Minister of Mines, Petroleum and Energy Seydou Coulibaly framed the strategy as a shift beyond raw-material exports toward greater control of the gold value chain. “These projects have strong economic potential. We hope to strengthen the national gold counter through investment in sophisticated refineries, because it’s the downstream that drives the upstream.”
The state buying counter allows artisanal and small-scale miners to sell directly to the government at global prices, reducing reliance on informal traders and limiting smuggling. A domestic refinery would process this supply for export, capturing significantly more value than raw ore sales. Sector leakage remains substantial: the World Bank estimates roughly $2 billion in annual losses, including about 40 tons smuggled in 2022.
Rapid Growth Drives Service and Infrastructure Demand
Reaching 100 tons by 2030 implies roughly 72% production growth, creating opportunities across logistics, mining equipment, power supply and technical services.
Coulibaly highlighted enabling infrastructure – from railway upgrades and refurbished mineral ports to plans for a domestic metallurgical industry – alongside strong energy fundamentals, including 97% national electrification, significant hydro capacity, biomass resources and expanding solar investment to sustain mining expansion. “Our abundant energy resources will continue to support our economy as well as the next phase of mining growth,” he said.
Mining investment has surged from $380 million to $3.8 billion over the past decade, according to the Minister, while exploitation permits more than doubled between 2014 and 2025. In February, authorities approved $1.25 billion in new projects, including developments led by Endeavour Mining and Resolute Mining, reinforcing investor confidence in the sector’s expansion trajectory.
Mining Code Revision Targets Critical-Mineral Opportunity
A comprehensive update to the 2014 Mining Code – scheduled for completion in 2026 – introduces dedicated provisions for lithium, coltan, rare earths, chrome, manganese, nickel and cobalt, aligning the sector with rising global demand tied to electric vehicles, energy storage and advanced electronics.
The revised framework aims to strengthen legal clarity, embed local-content requirements and improve negotiating leverage with international investors. The cabinet has already approved 11 new exploration permits in several regions of the country, including allocations tied to battery-metal targets.
Digital governance reforms are advancing in parallel. A fully automated e-mining cadastre, launched in September 2025, is expected to accelerate permitting, improve transparency and enhance investment security.
From Policy to Production Reality
These reforms sit within the country’s Vision 2040 strategy, which targets an increase in the contribution of mineral and energy resources to GDP from 7% to 14%, positioning mining as a second pillar of economic growth alongside agriculture.

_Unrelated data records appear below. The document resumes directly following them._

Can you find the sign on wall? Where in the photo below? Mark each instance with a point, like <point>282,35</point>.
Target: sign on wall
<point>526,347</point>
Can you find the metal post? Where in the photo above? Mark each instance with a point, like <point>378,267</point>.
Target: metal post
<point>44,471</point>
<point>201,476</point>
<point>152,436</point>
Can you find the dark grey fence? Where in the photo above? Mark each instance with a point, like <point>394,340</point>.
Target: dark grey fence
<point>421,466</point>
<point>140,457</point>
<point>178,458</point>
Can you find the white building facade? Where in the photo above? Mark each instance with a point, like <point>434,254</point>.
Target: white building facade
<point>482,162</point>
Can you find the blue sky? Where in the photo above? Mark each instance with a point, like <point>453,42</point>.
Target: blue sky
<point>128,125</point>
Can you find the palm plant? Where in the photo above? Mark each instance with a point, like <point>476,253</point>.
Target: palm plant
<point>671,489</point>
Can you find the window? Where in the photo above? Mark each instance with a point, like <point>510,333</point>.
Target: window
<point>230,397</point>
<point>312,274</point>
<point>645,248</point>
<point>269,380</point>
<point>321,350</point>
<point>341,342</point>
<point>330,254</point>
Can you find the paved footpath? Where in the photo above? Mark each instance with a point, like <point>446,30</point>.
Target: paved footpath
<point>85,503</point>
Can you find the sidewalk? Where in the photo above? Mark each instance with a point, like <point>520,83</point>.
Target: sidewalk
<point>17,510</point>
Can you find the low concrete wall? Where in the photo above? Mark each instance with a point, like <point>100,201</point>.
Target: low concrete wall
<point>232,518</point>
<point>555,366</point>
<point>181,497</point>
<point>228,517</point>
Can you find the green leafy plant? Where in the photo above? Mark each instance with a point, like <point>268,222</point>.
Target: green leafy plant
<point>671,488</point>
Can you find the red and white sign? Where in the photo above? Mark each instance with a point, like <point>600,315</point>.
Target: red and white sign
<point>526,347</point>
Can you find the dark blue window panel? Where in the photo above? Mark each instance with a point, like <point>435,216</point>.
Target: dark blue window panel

Execution, however, will define outcomes. The refinery must progress from announcement to construction, the revised code must attract meaningful critical-minerals investment and digital reforms must deliver measurable efficiency gains.
Mining investment has already expanded tenfold in a decade, and newly approved billion-dollar projects confirm sustained investor appetite. Achieving 100 tons of annual gold output by 2030 will ultimately depend on translating policy ambition into durable production capacity and downstream value creation.